Giulia Garesio, Dottoranda di ricerca presso l’Università di Torino

Nell’articolo si propongono alcune possibili declinazioni degli assetti organizzativi, amministrativi e contabili nelle società di persone, espressamente imposti dal rinvio all’art. 2086, secondo comma, c.c., contenuto nell’art. 2257, primo comma, c.c., il quale, sebbene abbia innestato il seme della procedimentalizzazione nei tipi personali, sinora connotati da ampia flessibilità e minima formalità, offre parimenti uno strumento che dovrebbe consentire il contemperamento tra le contrapposte esigenze, vale a dire il criterio di adeguatezza, da parametrare a natura e dimensioni del­l’impresa.

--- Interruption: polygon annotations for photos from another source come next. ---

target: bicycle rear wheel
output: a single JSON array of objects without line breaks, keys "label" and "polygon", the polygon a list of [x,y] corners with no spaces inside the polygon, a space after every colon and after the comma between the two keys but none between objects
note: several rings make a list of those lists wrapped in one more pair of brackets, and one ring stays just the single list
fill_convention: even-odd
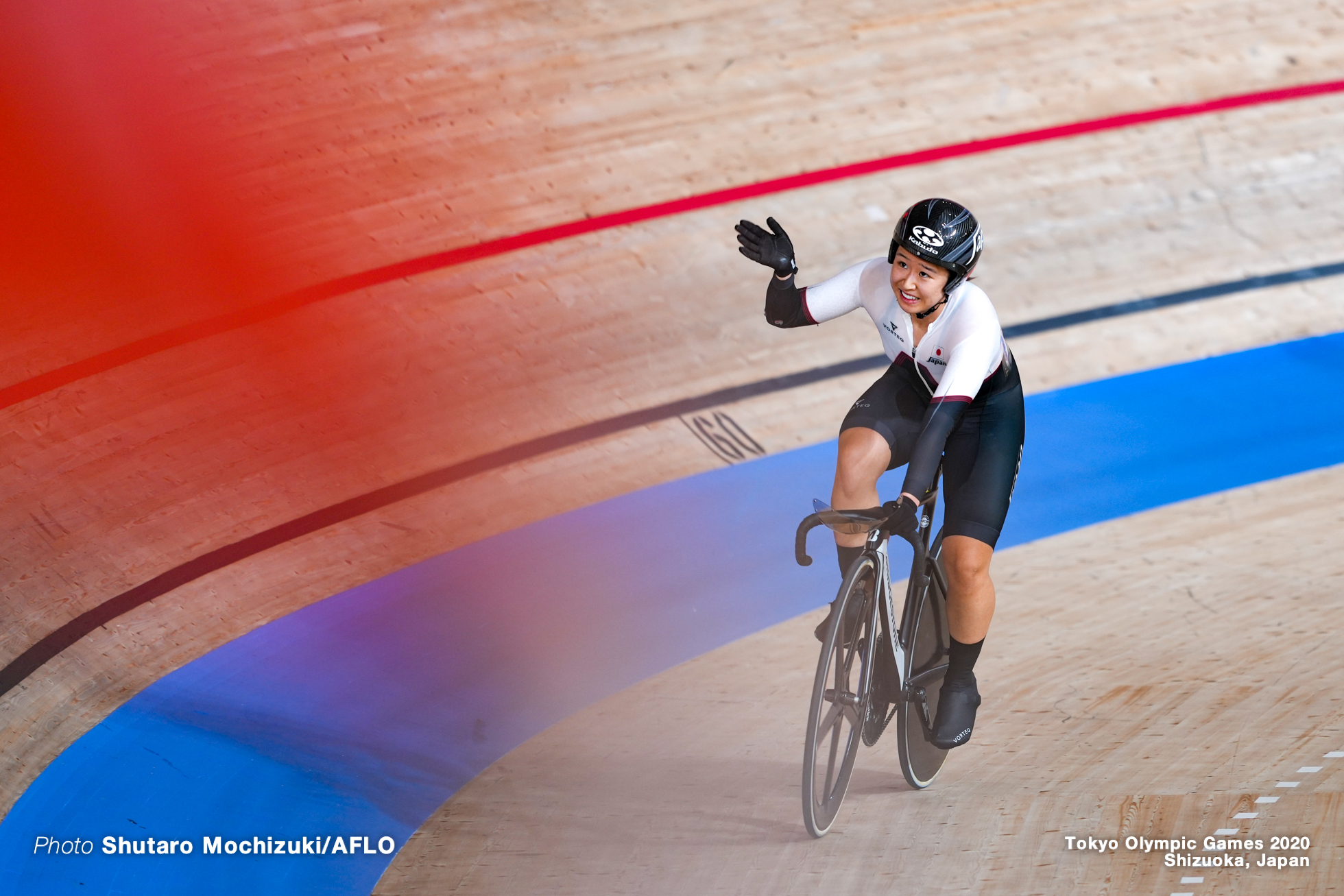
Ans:
[{"label": "bicycle rear wheel", "polygon": [[813,837],[825,836],[835,823],[859,752],[872,677],[876,583],[872,557],[855,560],[840,586],[836,611],[821,643],[802,750],[802,823]]},{"label": "bicycle rear wheel", "polygon": [[[948,598],[942,591],[942,564],[937,556],[939,574],[930,571],[923,594],[907,595],[917,604],[911,618],[913,630],[906,642],[906,695],[896,709],[896,743],[900,748],[900,772],[906,782],[923,790],[942,768],[948,751],[929,740],[929,729],[938,713],[938,689],[948,673]],[[918,587],[911,582],[910,588]]]}]

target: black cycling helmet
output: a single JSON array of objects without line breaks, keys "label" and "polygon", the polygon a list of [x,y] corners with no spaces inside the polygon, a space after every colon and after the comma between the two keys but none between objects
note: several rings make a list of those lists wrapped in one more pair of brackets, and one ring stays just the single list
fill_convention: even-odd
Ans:
[{"label": "black cycling helmet", "polygon": [[887,262],[895,263],[896,247],[903,246],[915,258],[948,270],[943,294],[961,286],[980,261],[985,238],[980,222],[961,203],[950,199],[921,199],[906,210],[891,235]]}]

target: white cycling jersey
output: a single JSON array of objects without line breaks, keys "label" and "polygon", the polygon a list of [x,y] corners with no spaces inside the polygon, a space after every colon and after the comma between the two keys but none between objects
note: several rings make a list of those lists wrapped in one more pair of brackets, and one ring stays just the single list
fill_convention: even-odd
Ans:
[{"label": "white cycling jersey", "polygon": [[816,324],[859,306],[882,334],[887,357],[918,368],[931,403],[970,402],[981,383],[1000,365],[1012,363],[999,314],[974,283],[962,282],[952,290],[918,347],[914,322],[891,289],[891,263],[886,258],[860,262],[802,290],[804,312]]}]

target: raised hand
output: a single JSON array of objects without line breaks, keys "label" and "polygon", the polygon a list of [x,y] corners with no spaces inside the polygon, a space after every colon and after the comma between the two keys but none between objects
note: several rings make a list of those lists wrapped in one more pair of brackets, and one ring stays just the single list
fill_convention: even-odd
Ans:
[{"label": "raised hand", "polygon": [[798,263],[793,259],[793,240],[780,227],[774,218],[765,219],[769,231],[761,230],[749,220],[739,220],[732,230],[738,231],[738,251],[758,265],[773,267],[780,277],[797,273]]}]

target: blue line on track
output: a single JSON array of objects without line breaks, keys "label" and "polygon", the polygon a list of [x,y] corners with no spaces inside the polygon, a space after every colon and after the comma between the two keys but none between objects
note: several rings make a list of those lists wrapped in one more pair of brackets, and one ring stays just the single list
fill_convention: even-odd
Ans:
[{"label": "blue line on track", "polygon": [[[1344,462],[1341,386],[1333,334],[1030,396],[1000,544]],[[202,837],[401,846],[547,725],[821,604],[837,580],[824,533],[808,568],[792,541],[833,459],[831,442],[574,510],[206,654],[113,712],[19,799],[0,825],[0,891],[368,893],[388,856],[204,856]],[[34,854],[39,836],[95,846]],[[191,840],[194,852],[105,856],[106,836]]]}]

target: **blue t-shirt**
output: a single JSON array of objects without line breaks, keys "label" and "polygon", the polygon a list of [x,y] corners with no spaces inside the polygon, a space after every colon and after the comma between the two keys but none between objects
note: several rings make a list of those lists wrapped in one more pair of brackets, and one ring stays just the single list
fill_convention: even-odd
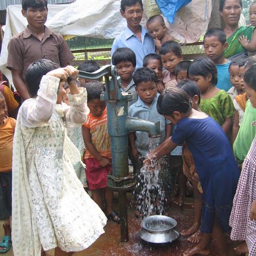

The content of organizational, administrative and accounting structures in partnerships

The article proposes some possible configurations of organizational, administrative and accounting structures in partnerships, as art. 2257 Italian Civil Code now refers to art. 2086. Although the latter has transplant proceduralization into partnerships – characterized by ample flexibility and minimal formality – it also offers an instrument that should balance opposing interests, that’s to say adequacy, which has to be parameterized to nature and size of the company.

Keywords: partnership ‒ organizational structures ‒ administrative structures ‒accounting structures ‒ adequacy.

1. Premessa

In forza del rinvio operato dall’art. 2257, primo comma, c.c., all’art. 2086, secondo comma, c.c. [1], il legislatore ha imposto agli amministratori di società di persone di istituire “un assetto organizzativo, amministrativo e contabile adeguato alla natura e alle dimensioni dell’impresa”, il quale deve ora essere finalizzato anche alla “rilevazione tempestiva della crisi dell’impresa e della perdita della continuità aziendale [2], alla cui emersione consegue l’obbligo di “attivarsi senza indugio per l’adozione e l’attuazione di uno degli strumenti previsti dall’ordinamento per il superamento della crisi e il recupero della continuità aziendale [3].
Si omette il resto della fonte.